There’s a whoooole wall of text explaining the fundamentals of rating systems and matchmaking systems, as well as a report covering other basics and more detailed jargon.
Right, so I figured I’ll write another wall of text (for real this time), by explaining rating systems and the fallacy of presuming only more people can speed up queue times.
History
Games tend to use the chess rating systems as a basis for their own adaptions. What a rating system is, is a mathematical formula, with the philosophical purpose of attaching a number that represents a person’s skill, to the person.
This means that everyone has a rating that represents a person’s hypothetical “tr…
https://www.microsoft.com/en-us/research/wp-content/uploads/2006/10/Game-Developer-Feature-Article-Graepel-Herbrich.pdf
You don’t need to try to obfuscate it with your platitudes and meaningless speculations.
Check out his reports too. (i.e. Mark Glickman’s)
Onigari:
Ok I’ll do you a favor and streamline it.
With the constant manipulation of metrics and rating ranges, admins of a rating system can inflate or deflate the rating pool at will.

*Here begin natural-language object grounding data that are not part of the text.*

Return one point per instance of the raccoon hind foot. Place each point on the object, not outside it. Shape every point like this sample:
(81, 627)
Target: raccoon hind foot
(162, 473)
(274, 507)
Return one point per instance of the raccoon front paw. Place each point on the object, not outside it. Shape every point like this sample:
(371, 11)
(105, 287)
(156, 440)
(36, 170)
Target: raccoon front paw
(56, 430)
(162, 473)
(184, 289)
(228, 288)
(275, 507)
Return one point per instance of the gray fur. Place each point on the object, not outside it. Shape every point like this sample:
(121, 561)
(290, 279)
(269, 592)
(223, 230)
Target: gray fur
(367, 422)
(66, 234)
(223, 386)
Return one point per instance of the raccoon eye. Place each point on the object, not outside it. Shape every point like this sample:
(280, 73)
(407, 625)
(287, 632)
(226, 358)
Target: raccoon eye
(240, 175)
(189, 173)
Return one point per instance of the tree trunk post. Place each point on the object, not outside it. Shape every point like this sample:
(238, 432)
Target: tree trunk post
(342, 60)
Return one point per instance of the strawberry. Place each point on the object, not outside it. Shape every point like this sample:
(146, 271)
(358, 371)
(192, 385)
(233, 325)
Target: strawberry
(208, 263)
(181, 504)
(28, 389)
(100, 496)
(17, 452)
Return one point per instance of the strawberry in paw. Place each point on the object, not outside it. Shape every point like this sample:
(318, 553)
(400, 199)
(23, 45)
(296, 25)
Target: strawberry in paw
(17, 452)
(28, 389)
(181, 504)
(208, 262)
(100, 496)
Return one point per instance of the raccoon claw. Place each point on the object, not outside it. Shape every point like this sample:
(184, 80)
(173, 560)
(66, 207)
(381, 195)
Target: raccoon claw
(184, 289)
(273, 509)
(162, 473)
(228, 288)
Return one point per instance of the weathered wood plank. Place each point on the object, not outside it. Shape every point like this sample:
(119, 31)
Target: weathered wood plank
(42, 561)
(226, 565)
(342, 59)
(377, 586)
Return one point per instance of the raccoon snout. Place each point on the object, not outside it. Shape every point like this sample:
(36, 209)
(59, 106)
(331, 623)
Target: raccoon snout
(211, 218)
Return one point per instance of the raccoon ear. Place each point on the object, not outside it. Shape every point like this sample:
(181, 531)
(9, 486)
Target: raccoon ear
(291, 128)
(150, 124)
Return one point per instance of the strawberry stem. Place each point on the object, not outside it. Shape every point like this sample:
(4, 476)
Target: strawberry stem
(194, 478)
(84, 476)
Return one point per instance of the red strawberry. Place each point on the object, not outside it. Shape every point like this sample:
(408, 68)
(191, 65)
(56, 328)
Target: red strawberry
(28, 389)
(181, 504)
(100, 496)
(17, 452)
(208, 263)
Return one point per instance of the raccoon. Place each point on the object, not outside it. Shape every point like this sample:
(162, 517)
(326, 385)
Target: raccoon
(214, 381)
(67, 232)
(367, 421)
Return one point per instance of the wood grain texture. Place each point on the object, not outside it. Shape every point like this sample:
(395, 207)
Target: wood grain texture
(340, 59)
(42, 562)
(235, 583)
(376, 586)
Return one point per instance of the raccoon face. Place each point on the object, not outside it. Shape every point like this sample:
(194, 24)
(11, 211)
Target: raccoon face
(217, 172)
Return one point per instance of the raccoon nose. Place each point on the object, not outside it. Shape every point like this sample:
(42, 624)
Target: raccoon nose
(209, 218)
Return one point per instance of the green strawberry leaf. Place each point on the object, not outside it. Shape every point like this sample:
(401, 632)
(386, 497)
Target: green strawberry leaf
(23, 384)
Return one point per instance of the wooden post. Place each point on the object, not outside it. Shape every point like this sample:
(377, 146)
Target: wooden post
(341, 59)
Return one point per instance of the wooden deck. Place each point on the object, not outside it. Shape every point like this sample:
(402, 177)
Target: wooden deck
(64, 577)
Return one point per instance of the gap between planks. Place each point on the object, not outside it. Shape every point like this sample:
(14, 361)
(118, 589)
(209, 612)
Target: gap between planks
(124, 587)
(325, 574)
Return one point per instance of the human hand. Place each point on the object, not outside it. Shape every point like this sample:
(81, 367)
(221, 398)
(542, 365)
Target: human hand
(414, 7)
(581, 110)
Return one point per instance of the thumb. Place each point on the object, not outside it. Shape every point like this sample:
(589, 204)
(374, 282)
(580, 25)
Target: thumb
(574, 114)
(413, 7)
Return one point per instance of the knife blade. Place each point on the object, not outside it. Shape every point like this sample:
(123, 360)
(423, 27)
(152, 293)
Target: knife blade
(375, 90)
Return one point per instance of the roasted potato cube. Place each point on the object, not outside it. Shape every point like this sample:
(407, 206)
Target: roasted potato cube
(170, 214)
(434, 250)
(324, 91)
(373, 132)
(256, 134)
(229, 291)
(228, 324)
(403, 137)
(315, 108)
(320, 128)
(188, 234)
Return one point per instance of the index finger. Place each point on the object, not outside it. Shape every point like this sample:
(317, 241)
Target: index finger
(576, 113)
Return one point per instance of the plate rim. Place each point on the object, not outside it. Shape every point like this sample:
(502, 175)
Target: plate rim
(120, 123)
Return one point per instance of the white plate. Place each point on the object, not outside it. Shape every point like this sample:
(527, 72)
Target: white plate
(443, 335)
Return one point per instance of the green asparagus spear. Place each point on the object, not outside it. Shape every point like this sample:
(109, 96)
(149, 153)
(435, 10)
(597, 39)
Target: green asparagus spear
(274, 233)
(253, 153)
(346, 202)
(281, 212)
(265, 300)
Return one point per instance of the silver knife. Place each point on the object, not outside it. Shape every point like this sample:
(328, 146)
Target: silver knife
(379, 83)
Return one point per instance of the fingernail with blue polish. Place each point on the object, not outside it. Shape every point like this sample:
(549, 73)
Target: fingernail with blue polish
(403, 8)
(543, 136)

With the use of rating ranges in matchmaking in this game in particular, and how it starts off limited to a predefined range when you first queue and then expands the search parameters the longer you stay in the queue, it means the amount of these ranges in total in the rating system and how long it takes for the search parameters to expand decides how quick the queue is.
Regardless of how many people are queuing.

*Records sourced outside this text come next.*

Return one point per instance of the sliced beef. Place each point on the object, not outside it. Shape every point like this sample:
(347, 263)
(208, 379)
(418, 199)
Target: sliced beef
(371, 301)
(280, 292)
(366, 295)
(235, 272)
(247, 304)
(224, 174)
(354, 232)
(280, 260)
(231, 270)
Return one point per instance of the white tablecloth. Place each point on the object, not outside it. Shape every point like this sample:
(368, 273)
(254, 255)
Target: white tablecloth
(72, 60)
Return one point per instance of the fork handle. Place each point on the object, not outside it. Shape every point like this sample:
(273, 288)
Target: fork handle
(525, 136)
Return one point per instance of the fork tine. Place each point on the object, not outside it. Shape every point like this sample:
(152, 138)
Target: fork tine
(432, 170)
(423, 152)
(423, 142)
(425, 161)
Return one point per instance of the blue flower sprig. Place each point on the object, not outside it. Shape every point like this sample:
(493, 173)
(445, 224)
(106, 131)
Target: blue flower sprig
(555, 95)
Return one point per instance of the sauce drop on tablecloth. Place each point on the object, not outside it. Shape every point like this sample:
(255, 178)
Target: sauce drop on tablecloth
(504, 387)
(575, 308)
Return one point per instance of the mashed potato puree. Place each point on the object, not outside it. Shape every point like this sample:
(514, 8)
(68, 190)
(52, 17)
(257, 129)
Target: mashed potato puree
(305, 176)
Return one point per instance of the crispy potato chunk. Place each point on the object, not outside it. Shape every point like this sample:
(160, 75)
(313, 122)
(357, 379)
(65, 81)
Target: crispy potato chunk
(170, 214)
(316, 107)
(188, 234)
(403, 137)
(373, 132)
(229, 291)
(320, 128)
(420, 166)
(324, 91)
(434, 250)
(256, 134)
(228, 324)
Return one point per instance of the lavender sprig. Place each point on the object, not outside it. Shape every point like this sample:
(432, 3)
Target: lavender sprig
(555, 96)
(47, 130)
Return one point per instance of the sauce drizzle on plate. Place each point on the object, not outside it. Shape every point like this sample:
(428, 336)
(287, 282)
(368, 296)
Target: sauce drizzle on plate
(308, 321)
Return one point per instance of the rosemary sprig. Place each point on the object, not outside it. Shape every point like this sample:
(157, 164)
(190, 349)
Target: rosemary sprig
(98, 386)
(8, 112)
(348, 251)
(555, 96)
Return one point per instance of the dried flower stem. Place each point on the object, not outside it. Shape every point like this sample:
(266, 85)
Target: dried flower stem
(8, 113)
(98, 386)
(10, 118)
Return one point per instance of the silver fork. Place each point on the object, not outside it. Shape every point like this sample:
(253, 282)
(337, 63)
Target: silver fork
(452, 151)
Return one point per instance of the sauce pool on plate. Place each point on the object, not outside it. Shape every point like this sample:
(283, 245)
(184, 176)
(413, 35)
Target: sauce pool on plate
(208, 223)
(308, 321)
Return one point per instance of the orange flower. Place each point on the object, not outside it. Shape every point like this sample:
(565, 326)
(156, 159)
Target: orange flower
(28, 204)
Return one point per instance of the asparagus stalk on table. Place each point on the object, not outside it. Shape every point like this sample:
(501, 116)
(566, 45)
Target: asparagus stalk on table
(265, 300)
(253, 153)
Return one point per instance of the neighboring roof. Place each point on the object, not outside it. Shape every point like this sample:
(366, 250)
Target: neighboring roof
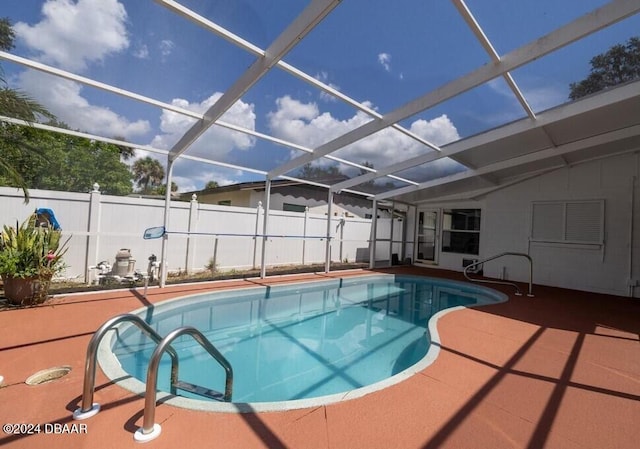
(601, 125)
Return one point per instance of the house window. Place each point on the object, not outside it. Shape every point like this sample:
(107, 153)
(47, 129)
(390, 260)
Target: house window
(568, 222)
(461, 231)
(288, 207)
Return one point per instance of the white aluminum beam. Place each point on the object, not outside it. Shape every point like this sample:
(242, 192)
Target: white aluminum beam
(295, 32)
(491, 51)
(589, 23)
(167, 106)
(247, 46)
(255, 50)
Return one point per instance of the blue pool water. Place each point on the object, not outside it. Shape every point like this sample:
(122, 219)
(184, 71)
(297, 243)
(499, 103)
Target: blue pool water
(300, 341)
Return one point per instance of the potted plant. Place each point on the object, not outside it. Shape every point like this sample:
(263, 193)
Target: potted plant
(30, 256)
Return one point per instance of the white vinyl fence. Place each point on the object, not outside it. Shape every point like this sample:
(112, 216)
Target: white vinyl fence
(100, 225)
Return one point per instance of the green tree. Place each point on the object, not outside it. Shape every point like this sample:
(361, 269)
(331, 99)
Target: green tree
(619, 64)
(72, 163)
(16, 104)
(148, 174)
(162, 190)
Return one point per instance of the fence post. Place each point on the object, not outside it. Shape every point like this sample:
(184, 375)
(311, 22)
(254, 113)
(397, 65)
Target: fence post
(304, 232)
(93, 232)
(193, 227)
(255, 234)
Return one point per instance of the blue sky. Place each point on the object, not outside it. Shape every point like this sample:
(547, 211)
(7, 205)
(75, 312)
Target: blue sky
(380, 53)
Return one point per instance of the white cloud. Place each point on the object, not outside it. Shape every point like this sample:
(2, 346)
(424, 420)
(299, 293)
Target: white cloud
(166, 48)
(303, 123)
(73, 34)
(385, 61)
(215, 144)
(324, 77)
(64, 99)
(540, 95)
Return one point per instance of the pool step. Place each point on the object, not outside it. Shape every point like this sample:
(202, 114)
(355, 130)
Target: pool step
(200, 391)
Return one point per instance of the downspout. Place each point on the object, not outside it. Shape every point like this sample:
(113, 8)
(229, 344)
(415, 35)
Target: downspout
(265, 226)
(165, 237)
(631, 219)
(372, 240)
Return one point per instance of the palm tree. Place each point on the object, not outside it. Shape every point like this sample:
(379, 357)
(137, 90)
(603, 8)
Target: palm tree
(16, 104)
(148, 173)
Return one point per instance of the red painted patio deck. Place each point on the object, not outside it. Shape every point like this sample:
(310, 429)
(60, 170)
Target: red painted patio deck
(561, 370)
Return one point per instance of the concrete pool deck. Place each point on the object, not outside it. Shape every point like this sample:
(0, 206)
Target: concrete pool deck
(561, 370)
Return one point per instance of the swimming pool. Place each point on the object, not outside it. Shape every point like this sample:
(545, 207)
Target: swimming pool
(297, 345)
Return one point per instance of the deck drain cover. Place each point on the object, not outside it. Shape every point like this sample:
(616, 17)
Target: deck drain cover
(48, 375)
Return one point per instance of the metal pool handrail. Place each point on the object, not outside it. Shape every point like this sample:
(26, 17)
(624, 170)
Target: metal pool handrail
(150, 429)
(88, 408)
(486, 281)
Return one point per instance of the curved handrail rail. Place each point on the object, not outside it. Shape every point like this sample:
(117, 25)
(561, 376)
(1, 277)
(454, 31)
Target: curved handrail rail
(149, 429)
(88, 408)
(486, 281)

For example, let’s say you have 20 different rating ranges. But due to the average wait time taking precedence, and the queue isn’t optimized for the player pool, the wait time then increases. Cut that down in half to 10 rating ranges, it means it’ll go faster.
So long queue times is because the system isn’t calibrated as it should be for the player pool size.
The only way more players helps this, is if the system is calibrated for a larger player pool size. But that doesn’t mean more players = faster queues, it means the calibration of it is what decides the speed.
The more rating ranges in the matchmaking (no, that does not mean the ranges for the titles, it means the ranges used for matchmaking which tend to be much smaller in sizes), the more average the skill level of each matchup will be. In other words, it’ll become more “fair” in terms of chance to win. But it needs more and more players, because each added rating range in the matchmaking takes longer time in the matchmaking process.
While fewer rating ranges in the matchmaking process, it means there’ll be a larger difference of skill and a more unbalanced chance to win in the matchups, but it’ll go faster in the matchmaking process which is better for fewer players.
Onigari:
(The accessibility of hosting services also affects the matchmaking speed btw, but that kinda goes without saying. Can’t matchmake if there’s no room on a server to host it after all, so the server configuration might have its own queue at times as well.)